NOTE: The NIAID recognizes that the inherent nature and demands of the 
product development process may require funding large, complex grants with 
interdependent specific aims.  Furthermore, some aspects of the product 
development process (e.g., large-scale production) are inherently not 
innovative. 

o INVESTIGATOR:  Is the research and development team appropriately trained 
and experienced and well suited to carry out this work?  Is the work proposed 
appropriate to the experience level of the principal investigator and other 
researchers (if any)? Is there strong evidence of substantive industrial 
commitment?

o ENVIRONMENT:  Does the environment in which the work will be done 
contribute to the probability of success?  Do the proposed experiments take 
advantage of unique features of the scientific environments, including 
partnerships with industry, or employ useful collaborative arrangements?  Is 
there adequate evidence of institutional support?
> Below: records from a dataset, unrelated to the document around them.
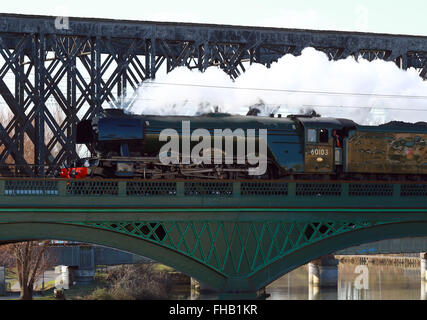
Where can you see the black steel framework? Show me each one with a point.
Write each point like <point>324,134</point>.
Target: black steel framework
<point>93,62</point>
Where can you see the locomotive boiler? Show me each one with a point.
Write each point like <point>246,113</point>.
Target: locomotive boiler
<point>297,147</point>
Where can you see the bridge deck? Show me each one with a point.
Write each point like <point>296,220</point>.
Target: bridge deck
<point>121,196</point>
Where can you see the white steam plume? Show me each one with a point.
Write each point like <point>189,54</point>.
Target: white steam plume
<point>366,92</point>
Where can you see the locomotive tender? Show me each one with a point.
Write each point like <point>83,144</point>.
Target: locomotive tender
<point>298,147</point>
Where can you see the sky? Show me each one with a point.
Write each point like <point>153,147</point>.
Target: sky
<point>364,15</point>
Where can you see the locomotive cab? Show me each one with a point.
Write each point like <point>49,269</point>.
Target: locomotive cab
<point>323,143</point>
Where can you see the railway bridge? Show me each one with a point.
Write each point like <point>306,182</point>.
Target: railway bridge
<point>81,65</point>
<point>236,237</point>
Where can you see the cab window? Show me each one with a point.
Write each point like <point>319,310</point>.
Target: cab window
<point>323,136</point>
<point>311,135</point>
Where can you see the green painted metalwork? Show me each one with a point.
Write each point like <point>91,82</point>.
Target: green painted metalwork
<point>232,248</point>
<point>235,236</point>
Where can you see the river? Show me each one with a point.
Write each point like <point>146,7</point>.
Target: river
<point>384,283</point>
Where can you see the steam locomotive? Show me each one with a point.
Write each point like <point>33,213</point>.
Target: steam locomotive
<point>298,147</point>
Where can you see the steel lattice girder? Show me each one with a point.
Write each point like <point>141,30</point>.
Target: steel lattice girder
<point>97,60</point>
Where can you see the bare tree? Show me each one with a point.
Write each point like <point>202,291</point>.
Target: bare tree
<point>31,259</point>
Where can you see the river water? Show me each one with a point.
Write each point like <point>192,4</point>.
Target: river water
<point>383,283</point>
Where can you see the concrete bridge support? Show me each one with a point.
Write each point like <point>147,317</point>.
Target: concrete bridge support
<point>323,272</point>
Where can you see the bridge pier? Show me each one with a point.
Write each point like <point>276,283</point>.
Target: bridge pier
<point>323,272</point>
<point>423,266</point>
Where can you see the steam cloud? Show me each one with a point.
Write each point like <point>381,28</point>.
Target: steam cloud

ADDITIONAL REVIEW CRITERIA: In addition to the above criteria, the following 
items will be considered in the determination of scientific merit and the 
priority score:

PROTECTION OF HUMAN SUBJECTS FROM RESEARCH RISK: The involvement of human 
subjects and protections from research risk relating to their participation 
in the proposed research will be assessed. (See criteria included in the 
section on Federal Citations, below)
 
INCLUSION OF WOMEN, MINORITIES AND CHILDREN IN RESEARCH: The adequacy of 
plans to include subjects from both genders, all racial and ethnic groups 
(and subgroups), and children as appropriate for the scientific goals of the 
research.  Plans for the recruitment and retention of subjects will also be 
evaluated. (See Inclusion Criteria in the sections on Federal Citations, 
below).

CARE AND USE OF VERTEBRATE ANIMALS IN RESEARCH: If vertebrate animals are to 
be used in the project, the five items described under Section f of the PHS 
398 research grant application instructions (rev. 5/2001) will be assessed.  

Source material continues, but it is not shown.